Boston, You’re My Home

The Marathon Bombings have taken all the wind out of New England’s sails today.  Boston is a wreck.  Nobody knows who did it, or who is responsible.  There is blood in the streets.  Men and women are missing limbs.  Parents went to bed last night without their child.  The city is in chaos, it will be weeks or months before we know who did this, years before everyone feels normal again, and never before we find out why.

I am not from Boston.  My family is.  My ex-husband’s family is.  I have so many friends who live in Boston that my heart was in my throat as I scanned my newsfeed on FB yesterday, mentally ticking off each person who checked in and said they were all right.  That beautiful city, my favorite in the world, torn to pieces on that most special day ingrained in Massachusetts’ history — Patriots Day.  It’s rocked Boston, Massachusetts, and New England as a whole.

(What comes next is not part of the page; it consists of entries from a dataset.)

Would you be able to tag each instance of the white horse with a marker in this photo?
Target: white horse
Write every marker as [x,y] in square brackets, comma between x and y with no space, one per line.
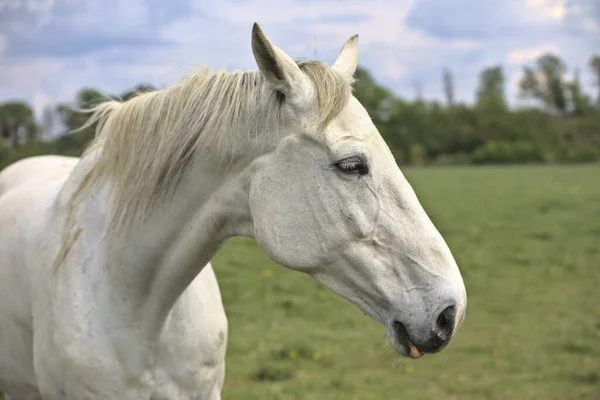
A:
[105,290]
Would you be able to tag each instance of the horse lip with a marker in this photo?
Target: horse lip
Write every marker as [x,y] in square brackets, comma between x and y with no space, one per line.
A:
[403,339]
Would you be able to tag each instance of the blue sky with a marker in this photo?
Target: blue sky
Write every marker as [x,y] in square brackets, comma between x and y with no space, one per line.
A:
[51,48]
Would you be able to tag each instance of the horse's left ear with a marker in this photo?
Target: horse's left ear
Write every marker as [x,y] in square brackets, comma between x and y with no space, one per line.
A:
[347,61]
[277,67]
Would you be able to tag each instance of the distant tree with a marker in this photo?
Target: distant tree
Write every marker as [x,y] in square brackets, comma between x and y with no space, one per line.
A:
[546,84]
[17,122]
[141,88]
[72,115]
[490,92]
[595,68]
[580,103]
[448,84]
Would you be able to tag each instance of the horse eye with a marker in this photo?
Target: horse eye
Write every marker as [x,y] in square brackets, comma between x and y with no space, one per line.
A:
[353,165]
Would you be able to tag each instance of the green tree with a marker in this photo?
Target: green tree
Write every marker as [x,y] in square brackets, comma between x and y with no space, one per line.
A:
[448,84]
[595,68]
[17,122]
[490,92]
[545,83]
[141,88]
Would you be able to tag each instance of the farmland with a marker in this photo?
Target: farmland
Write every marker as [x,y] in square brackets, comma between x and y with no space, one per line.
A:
[527,240]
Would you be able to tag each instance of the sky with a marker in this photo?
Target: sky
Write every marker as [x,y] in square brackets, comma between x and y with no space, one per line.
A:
[51,48]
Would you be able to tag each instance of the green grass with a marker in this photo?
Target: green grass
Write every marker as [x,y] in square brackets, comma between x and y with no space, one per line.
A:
[527,240]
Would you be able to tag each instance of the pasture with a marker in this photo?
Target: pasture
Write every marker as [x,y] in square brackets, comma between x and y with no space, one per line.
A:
[527,240]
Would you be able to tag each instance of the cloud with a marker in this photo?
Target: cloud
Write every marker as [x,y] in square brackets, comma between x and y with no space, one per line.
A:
[56,47]
[521,56]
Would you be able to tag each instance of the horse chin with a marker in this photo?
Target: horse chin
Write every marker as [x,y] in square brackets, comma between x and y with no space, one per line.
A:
[403,346]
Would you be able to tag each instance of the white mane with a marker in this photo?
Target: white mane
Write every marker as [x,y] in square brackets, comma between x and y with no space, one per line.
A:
[146,143]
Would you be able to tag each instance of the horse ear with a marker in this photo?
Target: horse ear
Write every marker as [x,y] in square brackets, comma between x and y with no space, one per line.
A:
[347,61]
[277,67]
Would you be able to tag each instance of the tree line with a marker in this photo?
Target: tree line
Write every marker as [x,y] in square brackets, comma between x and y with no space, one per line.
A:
[562,126]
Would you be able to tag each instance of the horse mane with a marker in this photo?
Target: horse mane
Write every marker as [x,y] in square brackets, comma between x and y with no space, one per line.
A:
[146,144]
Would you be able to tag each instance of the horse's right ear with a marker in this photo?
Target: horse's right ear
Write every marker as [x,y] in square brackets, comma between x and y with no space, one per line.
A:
[277,67]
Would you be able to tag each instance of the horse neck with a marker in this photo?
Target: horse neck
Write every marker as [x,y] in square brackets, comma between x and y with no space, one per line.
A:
[147,267]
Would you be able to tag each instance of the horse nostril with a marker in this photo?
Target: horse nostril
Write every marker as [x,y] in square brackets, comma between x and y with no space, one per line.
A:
[445,322]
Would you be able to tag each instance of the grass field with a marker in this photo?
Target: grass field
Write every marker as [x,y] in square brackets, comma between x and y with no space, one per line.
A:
[527,240]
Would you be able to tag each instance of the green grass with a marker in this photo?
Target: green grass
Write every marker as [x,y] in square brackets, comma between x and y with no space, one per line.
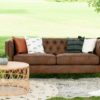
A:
[48,19]
[2,44]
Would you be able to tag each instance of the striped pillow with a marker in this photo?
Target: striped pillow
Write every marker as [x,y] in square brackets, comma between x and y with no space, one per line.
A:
[74,45]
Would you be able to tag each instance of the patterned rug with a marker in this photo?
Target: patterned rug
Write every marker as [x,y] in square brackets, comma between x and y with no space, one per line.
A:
[41,89]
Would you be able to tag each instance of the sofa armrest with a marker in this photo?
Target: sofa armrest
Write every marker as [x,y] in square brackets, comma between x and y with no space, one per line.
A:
[9,49]
[98,47]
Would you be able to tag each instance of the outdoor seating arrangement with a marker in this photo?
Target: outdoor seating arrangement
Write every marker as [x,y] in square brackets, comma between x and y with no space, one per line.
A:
[56,58]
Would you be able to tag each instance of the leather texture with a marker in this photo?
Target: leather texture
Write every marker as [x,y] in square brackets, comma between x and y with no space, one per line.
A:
[36,69]
[77,59]
[47,63]
[36,58]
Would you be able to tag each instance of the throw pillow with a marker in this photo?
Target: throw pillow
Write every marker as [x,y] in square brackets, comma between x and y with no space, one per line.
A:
[34,45]
[74,45]
[20,45]
[88,45]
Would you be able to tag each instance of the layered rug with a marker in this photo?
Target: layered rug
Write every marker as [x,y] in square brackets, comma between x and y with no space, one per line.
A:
[42,89]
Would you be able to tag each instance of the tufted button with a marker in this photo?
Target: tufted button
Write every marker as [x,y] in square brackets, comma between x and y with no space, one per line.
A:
[50,48]
[47,42]
[54,42]
[58,48]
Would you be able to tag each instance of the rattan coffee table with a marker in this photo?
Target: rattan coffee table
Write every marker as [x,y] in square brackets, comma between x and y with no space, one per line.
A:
[14,78]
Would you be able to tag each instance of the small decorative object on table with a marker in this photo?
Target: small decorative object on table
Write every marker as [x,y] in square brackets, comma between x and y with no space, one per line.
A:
[3,59]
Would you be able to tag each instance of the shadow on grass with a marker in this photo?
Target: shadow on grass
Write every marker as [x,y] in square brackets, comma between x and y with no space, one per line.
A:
[65,76]
[76,98]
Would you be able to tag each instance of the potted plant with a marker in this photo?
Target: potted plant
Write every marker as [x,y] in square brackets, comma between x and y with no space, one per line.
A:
[3,59]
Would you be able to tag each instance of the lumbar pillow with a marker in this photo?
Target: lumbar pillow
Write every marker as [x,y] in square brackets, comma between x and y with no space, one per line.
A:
[74,45]
[88,45]
[34,45]
[20,45]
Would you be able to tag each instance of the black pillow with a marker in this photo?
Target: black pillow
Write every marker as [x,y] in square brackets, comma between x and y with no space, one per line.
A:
[74,45]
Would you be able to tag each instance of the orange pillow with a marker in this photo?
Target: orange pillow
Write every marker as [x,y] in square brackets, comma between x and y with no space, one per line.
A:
[20,45]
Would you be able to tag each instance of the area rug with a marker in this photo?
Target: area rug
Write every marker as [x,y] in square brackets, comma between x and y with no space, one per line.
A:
[42,89]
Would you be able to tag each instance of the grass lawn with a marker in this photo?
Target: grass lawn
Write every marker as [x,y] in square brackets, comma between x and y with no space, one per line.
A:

But there is not a single doubt in my mind that Boston will rebound from this.  Boston is scrappy.  Boston is defined by its strength, by the legacy of the thousands of Irish immigrants who came to the city, forced there by the potato famine in Ireland.  The tenacity that makes the rest of the country call its people “Massholes”, some fondly, some in irritation.  The tough but loveable accents, the dropped “r’s” that sound like “a’s”.  The magical city of dreams where a ball team that hasn’t won in 86 years can defy all odds and take home the title.   The birthplace of our nation’s freedom, where the first shots of the Revolutionary War were fired.  The beginning that has no end.  Boston has everything.  Boston is everything.

And she will overcome.  The city by the bay will rebound from this, stronger than ever.  There is no doubting it even for a second.